Per il primo appuntamento di «Musica sotto l’albero», la mini rassegna di concerti che accompagnano al Natale proposta dal Comune di Valbondione e dall’ufficio turistico, sarà il timbro caldo e brillante della tromba del piccolo prodigio del jazz Matteo Vertua a condurci nell’atmosfera natalizia. L’opportunità per sentirlo all’opera sarà sabato 8 dicembre presso la Sala Polifunzionale di Valbondione dove si esibirà con il suo SJ Quartet Christmas Live (alle ore 21, ingresso gratuito) reinterpretando i grandi classici del jazz.

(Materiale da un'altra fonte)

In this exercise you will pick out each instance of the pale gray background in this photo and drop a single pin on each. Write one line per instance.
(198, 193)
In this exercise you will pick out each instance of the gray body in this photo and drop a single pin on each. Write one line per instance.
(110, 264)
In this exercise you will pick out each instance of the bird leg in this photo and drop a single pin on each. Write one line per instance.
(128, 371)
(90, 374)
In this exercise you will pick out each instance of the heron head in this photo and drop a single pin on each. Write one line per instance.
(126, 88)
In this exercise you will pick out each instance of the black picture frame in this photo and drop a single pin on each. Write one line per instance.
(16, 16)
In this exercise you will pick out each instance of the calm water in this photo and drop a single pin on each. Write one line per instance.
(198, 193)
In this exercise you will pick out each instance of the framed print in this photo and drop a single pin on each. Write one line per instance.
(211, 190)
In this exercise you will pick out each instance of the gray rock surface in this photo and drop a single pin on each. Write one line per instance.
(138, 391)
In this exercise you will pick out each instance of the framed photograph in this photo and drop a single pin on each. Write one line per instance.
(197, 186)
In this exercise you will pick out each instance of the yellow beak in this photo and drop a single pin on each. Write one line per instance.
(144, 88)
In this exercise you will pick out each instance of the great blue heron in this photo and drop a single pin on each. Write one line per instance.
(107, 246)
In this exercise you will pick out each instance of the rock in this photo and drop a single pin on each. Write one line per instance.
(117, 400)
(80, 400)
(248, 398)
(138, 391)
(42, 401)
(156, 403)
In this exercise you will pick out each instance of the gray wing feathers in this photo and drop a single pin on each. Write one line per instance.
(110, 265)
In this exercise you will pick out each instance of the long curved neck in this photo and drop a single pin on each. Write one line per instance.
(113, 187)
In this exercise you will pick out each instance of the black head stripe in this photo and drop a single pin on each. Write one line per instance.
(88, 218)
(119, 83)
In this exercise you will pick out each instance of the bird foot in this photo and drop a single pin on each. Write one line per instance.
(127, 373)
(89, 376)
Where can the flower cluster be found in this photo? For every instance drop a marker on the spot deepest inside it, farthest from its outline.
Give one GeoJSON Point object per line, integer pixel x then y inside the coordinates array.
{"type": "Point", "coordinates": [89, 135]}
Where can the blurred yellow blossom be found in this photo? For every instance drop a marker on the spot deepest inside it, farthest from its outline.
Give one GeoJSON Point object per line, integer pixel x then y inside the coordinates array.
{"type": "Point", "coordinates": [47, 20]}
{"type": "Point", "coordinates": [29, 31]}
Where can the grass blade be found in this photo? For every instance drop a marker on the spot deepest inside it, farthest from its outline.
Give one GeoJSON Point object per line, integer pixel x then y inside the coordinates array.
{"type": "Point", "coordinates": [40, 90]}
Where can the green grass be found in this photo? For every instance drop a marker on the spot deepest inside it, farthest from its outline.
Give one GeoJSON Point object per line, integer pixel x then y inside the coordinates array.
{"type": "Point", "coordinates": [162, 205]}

Conosce a memoria gli standard di Thelonious Monk, Charlie Parker e Duke Ellington; Matteo Vertua, 15 anni di Stezzano, trombettista da quando ne aveva otto, ha come mito Dizzy Gillespie e da grande vorrebbe diventare jazzista. Per il suo talento ha ricevuto la borsa di studio, dal valore di 1.500 euro da utilizzare in un triennio, dall’associazione La passione di Yara, che sostiene artisti e sportivi promettenti. L’interesse per la musica nasce in famiglia. Il papà Maurizio suona la chitarra da trent’anni nella M Street Band, votata al rhythm and blues e al soul; durante i suoi live il figlio, fin da piccolo, era affascinato dalla tromba. “A sei anni avevo chiesto di suonarla nella banda del paese, ma avevano rifiutato perché, essendo troppo piccolo, la mia capacità polmonare era ridotta e così mi sono dedicato al piano finché in terza elementare ho imbracciato il mio strumento preferito”, racconta il ragazzo che oggi frequenta il liceo musicale «Secco Suardo» a Bergamo, sotto la guida del professor Giovanni Abbiati, affiancando alla tromba l’organo. Da due anni segue anche le lezioni a Suonintorno di Gorle, dove è allievo di Sergio Orlandi. Il suo quartetto, SJ, riprende, infatti, le iniziali della scuola e della parola jazz. L’obiettivo è trasformare e arricchire brani storici. Ne fanno parte anche il suo compagno di liceo Nicola Carrara, al contrabbasso, 16 anni, di Vall’Alta, il fratello Samuele, 18 anni, che studia allo scientifico, Daniele Bonacina, 18 anni, di Ranica, che si dedica al clarinetto in conservatorio.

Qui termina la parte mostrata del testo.